There were 393 households, out of which 29.3% had children under the age of 18 living with them, 57.8% were married couples living together, 10.2% had a female householder with no husband present, and 29.5% were non-families. 25.4% of all households were made up of individuals, and 10.9% had someone living alone who was 65 years of age or older. The average household size was 2.43 and the average family size was 2.91.

In the village, the population was spread out, with 23.8% under the age of 18, 9.1% from 18 to 24, 27.0% from 25 to 44, 23.8% from 45 to 64, and 16.3% who were 65 years of age or older. The median age was 38 years. For every 100 females there were 89.5 males. For every 100 females age 18 and over, there were 91.6 males.

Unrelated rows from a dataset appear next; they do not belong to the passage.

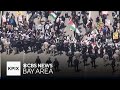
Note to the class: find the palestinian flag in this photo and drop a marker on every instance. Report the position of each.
(73, 27)
(53, 15)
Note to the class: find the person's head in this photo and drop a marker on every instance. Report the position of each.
(55, 59)
(49, 58)
(37, 56)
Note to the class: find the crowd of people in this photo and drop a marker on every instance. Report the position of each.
(50, 37)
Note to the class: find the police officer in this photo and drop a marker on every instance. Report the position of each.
(113, 65)
(37, 61)
(93, 57)
(49, 61)
(76, 64)
(56, 65)
(110, 53)
(85, 57)
(96, 50)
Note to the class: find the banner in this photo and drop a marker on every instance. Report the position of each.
(115, 35)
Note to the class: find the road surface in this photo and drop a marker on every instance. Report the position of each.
(88, 71)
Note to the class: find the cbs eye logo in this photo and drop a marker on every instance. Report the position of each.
(13, 68)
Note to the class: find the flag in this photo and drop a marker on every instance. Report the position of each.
(53, 15)
(73, 27)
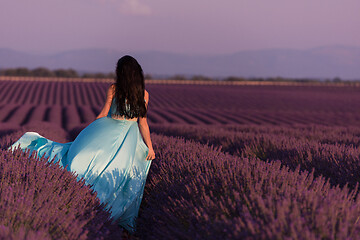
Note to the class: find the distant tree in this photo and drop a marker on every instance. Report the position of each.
(232, 78)
(178, 77)
(148, 76)
(201, 77)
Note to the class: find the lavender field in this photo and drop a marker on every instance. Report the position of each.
(233, 162)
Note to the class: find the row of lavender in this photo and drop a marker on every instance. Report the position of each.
(193, 192)
(71, 104)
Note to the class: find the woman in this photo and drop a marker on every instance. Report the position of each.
(110, 153)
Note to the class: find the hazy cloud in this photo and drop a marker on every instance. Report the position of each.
(134, 7)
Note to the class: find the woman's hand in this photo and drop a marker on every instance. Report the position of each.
(151, 154)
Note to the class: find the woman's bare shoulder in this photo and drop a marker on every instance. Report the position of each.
(146, 95)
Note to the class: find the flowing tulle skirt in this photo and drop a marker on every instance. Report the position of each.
(110, 155)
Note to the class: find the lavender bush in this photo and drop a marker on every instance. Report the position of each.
(198, 192)
(39, 199)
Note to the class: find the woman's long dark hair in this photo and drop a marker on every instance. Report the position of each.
(129, 88)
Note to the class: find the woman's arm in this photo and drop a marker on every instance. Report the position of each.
(145, 132)
(107, 105)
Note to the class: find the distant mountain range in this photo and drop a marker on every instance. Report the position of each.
(319, 63)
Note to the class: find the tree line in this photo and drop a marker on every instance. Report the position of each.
(45, 72)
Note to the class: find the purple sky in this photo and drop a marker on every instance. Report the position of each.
(186, 26)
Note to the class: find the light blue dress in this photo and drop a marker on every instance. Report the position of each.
(110, 155)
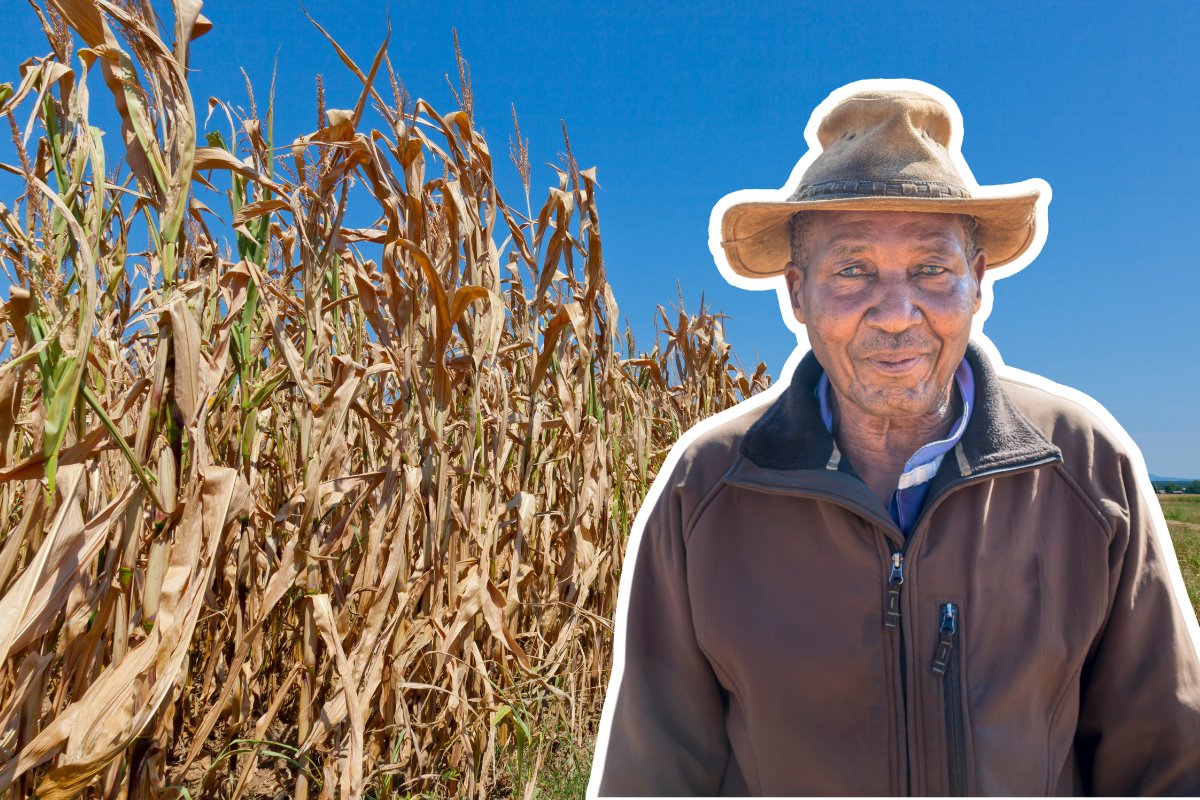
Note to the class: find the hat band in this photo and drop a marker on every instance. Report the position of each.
(880, 188)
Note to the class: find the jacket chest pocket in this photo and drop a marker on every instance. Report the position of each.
(947, 671)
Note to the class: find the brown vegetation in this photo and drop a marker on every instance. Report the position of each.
(319, 509)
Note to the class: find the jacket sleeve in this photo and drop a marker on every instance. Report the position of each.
(1139, 727)
(667, 733)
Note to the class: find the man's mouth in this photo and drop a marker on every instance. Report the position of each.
(895, 364)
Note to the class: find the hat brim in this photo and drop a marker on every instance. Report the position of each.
(757, 238)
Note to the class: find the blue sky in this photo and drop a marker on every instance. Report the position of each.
(679, 104)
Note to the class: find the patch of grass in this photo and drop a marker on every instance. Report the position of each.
(1181, 507)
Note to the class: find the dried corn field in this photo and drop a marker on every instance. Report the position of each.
(294, 507)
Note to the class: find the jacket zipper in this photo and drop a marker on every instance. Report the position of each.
(946, 667)
(894, 620)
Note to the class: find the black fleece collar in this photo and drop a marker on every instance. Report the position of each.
(790, 434)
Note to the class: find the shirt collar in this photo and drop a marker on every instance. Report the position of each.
(929, 453)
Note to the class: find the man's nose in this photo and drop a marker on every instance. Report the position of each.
(894, 310)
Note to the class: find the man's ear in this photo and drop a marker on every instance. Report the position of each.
(978, 266)
(795, 277)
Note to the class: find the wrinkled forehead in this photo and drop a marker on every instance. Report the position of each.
(864, 227)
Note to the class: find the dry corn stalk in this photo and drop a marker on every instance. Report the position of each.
(342, 511)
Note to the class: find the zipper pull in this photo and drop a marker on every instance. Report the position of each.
(946, 633)
(892, 607)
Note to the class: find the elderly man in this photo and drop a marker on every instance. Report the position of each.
(906, 573)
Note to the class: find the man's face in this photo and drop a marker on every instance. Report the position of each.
(887, 299)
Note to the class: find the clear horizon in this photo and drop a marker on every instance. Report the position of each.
(677, 106)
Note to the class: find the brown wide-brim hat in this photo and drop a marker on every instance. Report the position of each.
(880, 151)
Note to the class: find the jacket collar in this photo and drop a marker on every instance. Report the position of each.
(790, 434)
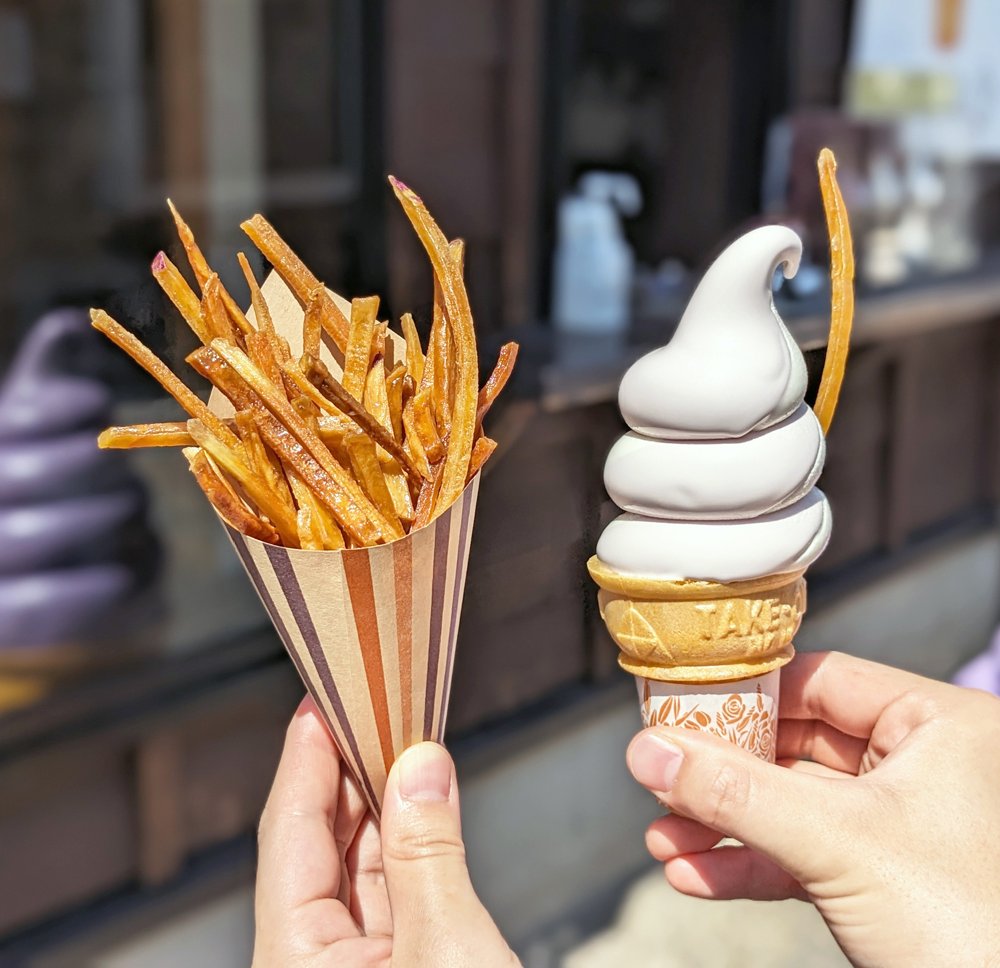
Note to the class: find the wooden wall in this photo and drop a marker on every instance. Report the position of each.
(462, 128)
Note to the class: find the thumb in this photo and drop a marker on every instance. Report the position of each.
(774, 810)
(437, 917)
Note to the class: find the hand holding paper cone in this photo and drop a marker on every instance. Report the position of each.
(344, 460)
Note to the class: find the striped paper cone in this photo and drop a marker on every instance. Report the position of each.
(372, 631)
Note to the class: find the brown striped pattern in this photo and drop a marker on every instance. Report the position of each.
(372, 632)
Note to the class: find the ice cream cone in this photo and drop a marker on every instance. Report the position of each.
(372, 631)
(705, 654)
(700, 631)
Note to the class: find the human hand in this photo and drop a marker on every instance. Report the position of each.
(883, 810)
(331, 891)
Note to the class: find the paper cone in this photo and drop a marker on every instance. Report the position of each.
(372, 631)
(744, 712)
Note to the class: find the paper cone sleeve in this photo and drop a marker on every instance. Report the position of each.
(372, 631)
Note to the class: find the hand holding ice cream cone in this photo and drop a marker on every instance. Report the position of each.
(701, 578)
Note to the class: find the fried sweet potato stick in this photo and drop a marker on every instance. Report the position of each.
(426, 428)
(172, 434)
(456, 301)
(159, 371)
(496, 382)
(279, 406)
(482, 451)
(412, 443)
(322, 527)
(338, 400)
(437, 349)
(288, 448)
(256, 489)
(297, 276)
(841, 290)
(203, 271)
(180, 294)
(312, 326)
(394, 393)
(262, 461)
(377, 404)
(260, 349)
(214, 314)
(414, 351)
(379, 336)
(368, 470)
(457, 249)
(358, 353)
(222, 497)
(310, 538)
(427, 500)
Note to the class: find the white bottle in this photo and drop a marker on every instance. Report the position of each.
(594, 264)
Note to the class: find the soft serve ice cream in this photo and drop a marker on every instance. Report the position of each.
(717, 476)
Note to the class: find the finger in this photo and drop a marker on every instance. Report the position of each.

The median income for a household in the village was $38,529, and the median income for a family was $44,408. Males had a median income of $37,833 versus $22,969 for females. The per capita income for the village was $17,942. About 8.6% of families and 9.8% of the population were below the poverty line, including 9.4% of those under age 18 and 6.3% of those age 65 or over.

==Education==
Attica is in the Seneca East Local School District, which includes Seneca East High School. Until consolidation with Republic into Seneca East, the village was served by the Attica School District.